Traffic Monitoring and Classification via XDP/eBPF – GSoC2022

Hi everyone!

I’m Qijia Zheng, my major is Cyberspace Security, a graduate student now studying in University of Science and Technology of China.

About me

My name is Qijia Zheng. Recently, I have conducted research in the field of wireless sensing. It is a interdisciplinary subject of wireless communication and computer vision(deep learning). Now I come to Freifunk to learn the knowledge of wifi to gain a deeper understanding of wifi communication. Also, I was attracted by the concepts of P2P and ad-hoc when I began to learn computer network. I am glad to see and be a part of such a community who brings them to reality, not just on the Internet.

About the project

Why XDP/eBPF?

eBPF can be seen as a way to bypass most kernel stacks like network stack, I/O stack and etc. Using eBPF to get information in kernel could bring less overhead and run customized programs. Also, existing eBPF projects like BCC, bpftrace provide a higher-level framework to write eBPF code, which make life easier.

What I have done?

With my mentors’ advises, I got my hands dirty with the project from a survey.

After surveying tens of wifi analysis projects, I got a list of wifi statistics and created a repo to record the survey.

I evaluated XDP and BCC on my x86 laptop equipped with AX200 NIC, but I encountered lots of barriers when implementing it.(see next section for detailed)

In addition to do a survey of some open source projects, I checked some papers about Rate adaption for mac802.11 wireless networks. The statistics of wifi traffic for transmission rate control could be classified into three groups ACK, SNR and BER, specifically they are packet loss ratio, transmission time, frame receptions, SNR, bit errors and etc.

As I got nothing from mac80211 based on AX200, I focused on collecting statistics from higher layers which basically provided by BCC and XDP project.

Official XDP repo provides a xdp_loader program. By leveraging xdp_loader, I succeded to load my XDP program on my wireless adapter to get the receiving bytes per second and other basic statistics of ethernet frames.

About MAC80211 subsystem

For some reasons, I just test XDP programs on AX200 NIC.

Obviously, we don’t have native XDP support for the driver of AX200.

I put my attention on generic XDP. After runing XDP-TCPDUMP tool provided by XDP-PROJECT repo, I got a “.pcap” file containing packets of wireless traffic captured by the tool. And the payload recorded in the file are all from struct xdp_md *ctx. However, the packets show nothing about IEEE80211 header even the wireless NIC working at monitor mode, which probably means AX200 NIC removed IEEE80211 header before XDP staff getting involved. As a result, we will not get any information about mac80211 header by implementing generic XDP on AX200.

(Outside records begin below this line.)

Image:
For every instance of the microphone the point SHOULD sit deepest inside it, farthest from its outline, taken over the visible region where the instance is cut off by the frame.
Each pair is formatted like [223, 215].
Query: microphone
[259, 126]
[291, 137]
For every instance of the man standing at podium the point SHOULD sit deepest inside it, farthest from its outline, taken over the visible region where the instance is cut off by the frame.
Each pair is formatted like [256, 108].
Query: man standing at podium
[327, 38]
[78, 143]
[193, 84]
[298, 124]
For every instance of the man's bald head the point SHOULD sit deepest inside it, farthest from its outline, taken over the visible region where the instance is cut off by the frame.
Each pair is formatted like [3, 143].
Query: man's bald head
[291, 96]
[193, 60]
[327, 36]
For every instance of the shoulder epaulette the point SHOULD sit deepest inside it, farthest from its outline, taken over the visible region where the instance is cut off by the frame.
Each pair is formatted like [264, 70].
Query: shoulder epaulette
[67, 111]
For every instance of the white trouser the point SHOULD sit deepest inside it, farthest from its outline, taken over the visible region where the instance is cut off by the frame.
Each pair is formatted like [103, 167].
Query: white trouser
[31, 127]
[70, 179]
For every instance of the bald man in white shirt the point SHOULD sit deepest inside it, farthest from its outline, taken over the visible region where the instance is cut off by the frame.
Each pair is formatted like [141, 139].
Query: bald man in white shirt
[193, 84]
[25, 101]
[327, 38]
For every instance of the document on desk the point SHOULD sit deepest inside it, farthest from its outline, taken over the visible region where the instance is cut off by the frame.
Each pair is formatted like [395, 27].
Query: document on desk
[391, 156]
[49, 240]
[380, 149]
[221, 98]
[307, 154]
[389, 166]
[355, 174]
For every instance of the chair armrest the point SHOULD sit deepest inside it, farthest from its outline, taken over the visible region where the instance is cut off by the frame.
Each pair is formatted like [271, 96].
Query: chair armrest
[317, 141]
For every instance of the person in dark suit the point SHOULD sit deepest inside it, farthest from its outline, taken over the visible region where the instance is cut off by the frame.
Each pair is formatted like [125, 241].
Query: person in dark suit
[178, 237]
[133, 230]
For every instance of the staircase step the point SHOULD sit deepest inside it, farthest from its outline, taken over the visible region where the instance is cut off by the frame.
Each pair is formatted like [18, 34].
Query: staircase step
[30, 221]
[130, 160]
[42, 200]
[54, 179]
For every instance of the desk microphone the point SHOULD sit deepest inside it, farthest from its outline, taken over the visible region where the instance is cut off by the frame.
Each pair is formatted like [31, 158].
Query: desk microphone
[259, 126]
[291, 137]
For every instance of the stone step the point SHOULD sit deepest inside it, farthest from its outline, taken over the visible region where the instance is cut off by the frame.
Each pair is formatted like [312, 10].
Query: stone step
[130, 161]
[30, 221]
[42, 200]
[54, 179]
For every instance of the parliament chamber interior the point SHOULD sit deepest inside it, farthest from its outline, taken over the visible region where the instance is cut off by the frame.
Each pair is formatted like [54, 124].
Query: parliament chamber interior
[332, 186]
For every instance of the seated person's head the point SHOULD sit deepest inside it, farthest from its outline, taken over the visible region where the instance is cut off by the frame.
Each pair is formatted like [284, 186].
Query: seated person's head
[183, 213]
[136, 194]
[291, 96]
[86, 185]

Also, I tried bare tracing tool like kprobe, function graph to trace functions of mac80211 like ieee80211_xmit. Unluckily, I still got no output in TRACE file. That is to say, running eBPF programs attaching to kprobe to on AX200 is infeasible. But we still have some tracepoints of cfg80211.

Next step
  • Switch AX200 to Atheros series to evaluate XDP on ath9k driver to unlock the potential of eBPF attaching to dynamic tracing
  • Keep surveying papers related to transmission rate control topic
  • Select proper machine learning algorithm to implement features and measure the model based on Precision, Recall and F1 score
Goals of the project
  • By leveraging the statistics collected using eBPF, we could create a fingerprint for STAs to identify different types of devices.
  • Implementing a dedicated use case that demonstrates the benefits of eBPF/XDP.
  • Providing the foundation for further research in the direction of network research.
Finally

I would like to thank my mentors for offering the helps for me till now.